We moeten de ambitie hebben om het Bokrijk-gehalte van onze Vlaamse dorpen te overstijgen. Bokrijk is mooi, maar niet leefbaar! De bestemde middelen zijn al te vaak gefocust op erfgoed en toerisme. Uiteraard zitten beide in het DNA van heel wat dorpen, en zijn dat elementen die we als troef moeten blijven uitspelen. Maar er is meer mogelijk. Zo hebben onze dorpen de perfecte schaal voor innovatieve experimentele toepassingen. Dit potentieel zien we vandaag te weinig. Waarom test De Lijn de zelfrijdende bus in centrum Antwerpen en niet in Zonhoven? Of zijn data van providers enkel voor grote entiteiten van belang? Met een focus op innovatie zouden dorpen meer aantrekkingskracht kunnen uitoefenen op jongeren en jonge gezinnen.
(Lees verder hieronder.)
Alle publieke en private voorzieningen in élk dorp krijgen is onmogelijk. Logische netwerken van dorpen en/of aanpalende steden, kunnen voorzieningen samen aanbieden. Dan moeten we wel dringend de vervoersarmoede op het platteland aanpakken. Het concept van vervoer op maat geeft hierop geen afdoende antwoord. We moeten beginnen met goed uitgeruste en verbindende fietsinfrastructuur, het voorzien van deelmobiliteit en permanente busverbindingen. Zo kan iedereen zich makkelijk binnen het netwerk (en daarbuiten) verplaatsen.
Een hechte, lokale gemeenschap is het fundament van het dorp. We moeten deze dorpsgemeenschap dan ook stimuleren, en investeren in de publieke ruimte, waar jong en oud, nieuwe inwoners en die van het eerste uur elkaar kunnen ontmoeten. Dat kan door aangepaste socioculturele infrastructuur en lokale dienstencentra. Een gemeenschap creeër je ook door mensen bijeen te brengen en samen te laten werken aan een gemeenschappelijk doel.
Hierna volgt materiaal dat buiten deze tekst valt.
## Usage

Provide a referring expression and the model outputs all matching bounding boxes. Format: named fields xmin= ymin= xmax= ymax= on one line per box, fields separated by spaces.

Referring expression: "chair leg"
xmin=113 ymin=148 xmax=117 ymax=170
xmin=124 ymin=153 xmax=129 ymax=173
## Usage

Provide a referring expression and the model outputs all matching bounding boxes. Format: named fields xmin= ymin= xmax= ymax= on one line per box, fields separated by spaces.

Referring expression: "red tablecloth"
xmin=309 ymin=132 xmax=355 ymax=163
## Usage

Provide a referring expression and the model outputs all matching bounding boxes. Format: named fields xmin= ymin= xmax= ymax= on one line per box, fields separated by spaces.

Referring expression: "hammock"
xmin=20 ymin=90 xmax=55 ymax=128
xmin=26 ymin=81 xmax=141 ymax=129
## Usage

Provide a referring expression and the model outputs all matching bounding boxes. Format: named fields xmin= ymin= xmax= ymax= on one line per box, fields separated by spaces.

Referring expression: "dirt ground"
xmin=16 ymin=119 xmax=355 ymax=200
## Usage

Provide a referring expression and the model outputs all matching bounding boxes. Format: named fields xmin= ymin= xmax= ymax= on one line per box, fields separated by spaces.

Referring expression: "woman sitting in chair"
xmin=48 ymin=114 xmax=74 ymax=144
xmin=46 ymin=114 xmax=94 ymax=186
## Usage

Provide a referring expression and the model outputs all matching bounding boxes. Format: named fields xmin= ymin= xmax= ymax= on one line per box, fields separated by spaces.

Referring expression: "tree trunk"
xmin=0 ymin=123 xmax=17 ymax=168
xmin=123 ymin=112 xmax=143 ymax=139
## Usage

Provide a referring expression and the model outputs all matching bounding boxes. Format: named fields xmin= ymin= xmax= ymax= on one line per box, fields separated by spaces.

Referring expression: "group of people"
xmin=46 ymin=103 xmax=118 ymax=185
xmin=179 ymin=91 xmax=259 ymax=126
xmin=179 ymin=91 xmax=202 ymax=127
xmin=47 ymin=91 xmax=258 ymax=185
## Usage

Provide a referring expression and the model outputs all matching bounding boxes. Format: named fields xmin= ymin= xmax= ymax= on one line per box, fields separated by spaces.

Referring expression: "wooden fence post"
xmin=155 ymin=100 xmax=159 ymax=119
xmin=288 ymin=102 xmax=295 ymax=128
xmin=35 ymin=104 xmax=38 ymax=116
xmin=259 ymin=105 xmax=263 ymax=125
Betrokkenheid en participatie in functie van een toekomstvisie op dorpsniveau moet een vliegwiel zijn. “Plan het dorp, met het dorp”, stelt een recent leefbaarheidsonderzoek van de Provincie West-Vlaanderen.
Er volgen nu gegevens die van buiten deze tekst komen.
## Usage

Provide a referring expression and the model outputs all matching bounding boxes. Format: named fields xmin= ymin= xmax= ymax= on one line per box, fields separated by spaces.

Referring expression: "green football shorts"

Naast de landbouw, behoren ook onze typische dorpsgemeenschappen tot het platteland. CD&V moet zich in deze verder spiegelen aan ‘Chantal’, en tegen de stroom in dekaart van de boeren, de dorpen en hun inwoners trekken. Zo kunnen we de politieke strijd om het platteland winnen.
Kevin Defieuw is schepen voor CD&V in de gemeente Wevelegem.